Miraç ( Muhammed'in Göğe Yükselmesi ) Yok,
isra ( Musa'nın Gece Yürüyüşü ) var !
isra Suresi, israiloğullarından bahseden bir suredir.
Konunun Muhammed ile alakası yoktur.
"Sözde" Miraç Olayına Delil Olarak Sunulan isra suresi 1. Ayeti 2. Ayet ile beraber okununca aslında isra ( Gece Yürüyüşü ) yapan Kul Musa !
2. Ayetin başındaki VE Takısı 1. Ayetle beraber okunması gerektiğini gösterir.
Bir Gece, kendisine
( āyātinā ) Mucizelerimizden ( 9 Mucize'den ) bir kısmını gösterelim diye
kulunu ( Musayı ) Mescid-i Harâm'dan,
çevresini mübarek kıldığımız Mescid-i Aksâ'ya ( Uzaktaki Mescide ? )
Yürüten ( Göğe Çıkmak YOK ! ) Allah, noksan sıfatlardan münezzehtir; O, gerçekten işitendir, görendir.
VE biz, Musa'ya Kitab'ı verdik
VE İsrailoğullarına :
« Benden başkasını dayanılıp güvenilen bir rab edinmeyin » diyerek
bu Kitab'ı bir hidayet rehberi kıldık.
Doğrusu O, Nuh ile birlikte taşıttığımız kimselerin soyundandır;
O şükreden bir kuldur.
Biz, Kitap'ta İsrailoğullarına, "Yeryüzünde muhakkak iki defa bozgunculuk yapacaksınız ve büyük bir kibre kapılarak böbürleneceksiniz" diye hükmettik.
isra 1 - 4
ilk mabet kâbe'nin temelleri yükselten ibrahimin dini de olan islam’ın, haccı farz kıldığını elbette ibrahimin torunlarından biri olan Musa da biliyordu.
ve hac farziyetini yerine getirmek adına Mekkeye gitmeliydi.
Kuranda Musa ile Hac ilişkisini araştırınca da karşımıza Kasas suresinin 27. ayeti çıkmakta.

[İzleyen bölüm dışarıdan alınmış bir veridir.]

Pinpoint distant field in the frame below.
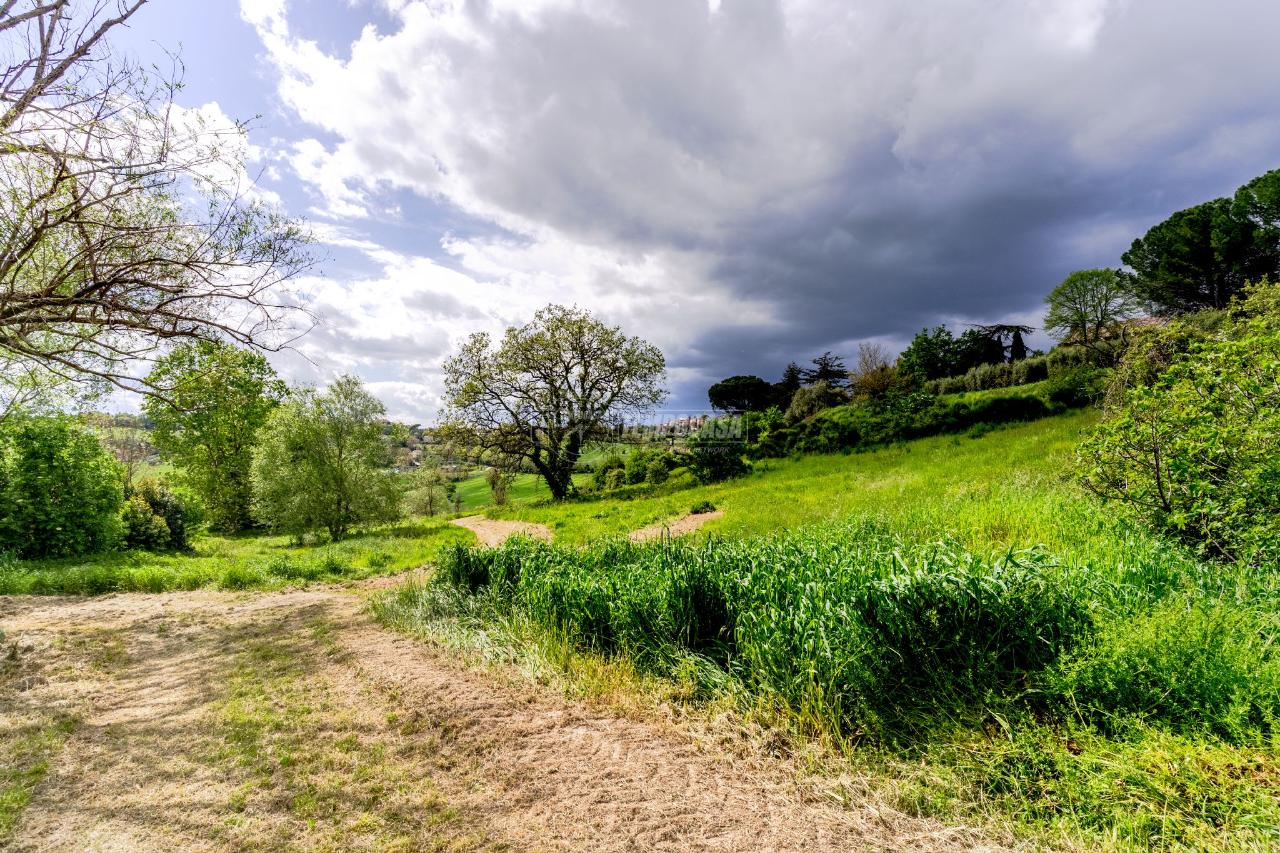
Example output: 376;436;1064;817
0;519;474;594
492;411;1101;553
375;409;1280;850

Dedi ki, "Bana sekiz hac boyunca çalışman koşuluyla seni şu kızlarımdan biriyle nikâhlamak istiyorum. Dilersen onu on’a tamamlayabilirsin.

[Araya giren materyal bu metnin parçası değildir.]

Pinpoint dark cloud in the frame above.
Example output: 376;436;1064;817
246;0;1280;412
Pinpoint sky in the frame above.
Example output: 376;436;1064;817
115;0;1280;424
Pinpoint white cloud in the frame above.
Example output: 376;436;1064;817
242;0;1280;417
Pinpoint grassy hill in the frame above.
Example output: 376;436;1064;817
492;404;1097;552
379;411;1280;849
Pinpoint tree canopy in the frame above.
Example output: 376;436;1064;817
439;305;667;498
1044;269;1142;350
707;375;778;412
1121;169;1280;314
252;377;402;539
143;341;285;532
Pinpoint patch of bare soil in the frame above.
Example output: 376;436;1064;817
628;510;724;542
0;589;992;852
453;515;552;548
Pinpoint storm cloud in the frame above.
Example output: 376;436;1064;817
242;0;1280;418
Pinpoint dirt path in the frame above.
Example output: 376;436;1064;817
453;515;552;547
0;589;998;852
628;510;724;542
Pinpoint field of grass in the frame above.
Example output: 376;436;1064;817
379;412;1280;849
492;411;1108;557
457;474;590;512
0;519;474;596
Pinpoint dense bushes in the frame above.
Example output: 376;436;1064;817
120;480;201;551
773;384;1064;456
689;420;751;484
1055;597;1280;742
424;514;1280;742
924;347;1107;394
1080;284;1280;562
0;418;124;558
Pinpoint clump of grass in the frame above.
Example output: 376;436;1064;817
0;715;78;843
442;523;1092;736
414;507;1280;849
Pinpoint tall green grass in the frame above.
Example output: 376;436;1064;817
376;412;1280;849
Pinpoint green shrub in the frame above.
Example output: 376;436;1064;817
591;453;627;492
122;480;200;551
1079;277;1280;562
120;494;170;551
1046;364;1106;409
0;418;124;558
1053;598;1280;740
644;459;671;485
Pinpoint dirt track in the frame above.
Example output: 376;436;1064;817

Sana zorluk çıkarmak istemiyorum.
ALLAH dilerse, beni erdemli davranan biri olarak bulacaksın."
Kasas 27
Kasas 27 ayetinde, tüm mealler “hicec” kelimesini yıl olarak çevirmişler.

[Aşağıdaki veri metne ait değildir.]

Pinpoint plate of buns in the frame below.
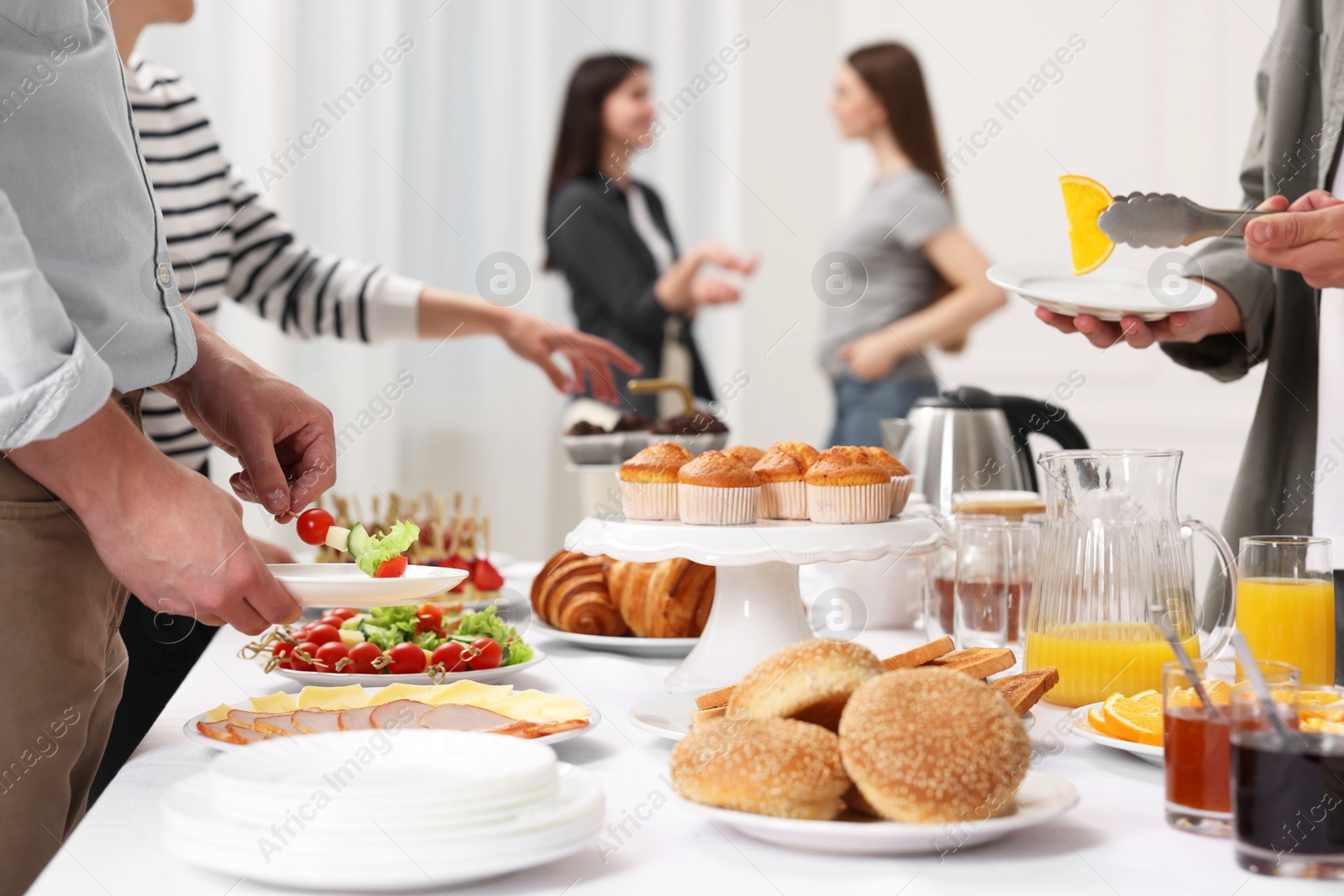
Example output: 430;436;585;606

Halbuki burada geçen kelime, apaçık bir şekilde “HAC” kelimesi.
“8 hac” ifadesini 8 yıl olarak tercüme etmişler.
Kuranda başka hiçbir yerde de hac kelimesi yıl olarak çevrilmiş değil.
“Mescidi Aksa” Arapçada özel bir isim olmayıp bir sıfat tamlaması.
“Uzak Mescid” anlamında.
Bizim bildiğimiz Filistin’deki Mescidi Aksa ise
Ömer döneminde inşa edilmiş bir mescit.
Yani bu yerin aslında isra 1 ayetiyle alakası yok.
Bu durumda Musa,
Kabe'den Mekke çevresinde,
Mikat sınırında bulunan bir mescide yürümüştü
.png)
isra / Gece Yürüyüşünü Yapan Musa'dır !
isra suresi
1 Bir gece, kendisine ( āyātinā ) MUCİZELERİMİZDEN
bir kısmını gösterelim diye ...
Neml Suresi
9. Ya Musa! İyi bil ki, ben, mutlak galip ve hikmet sahibi olan Allah'ım!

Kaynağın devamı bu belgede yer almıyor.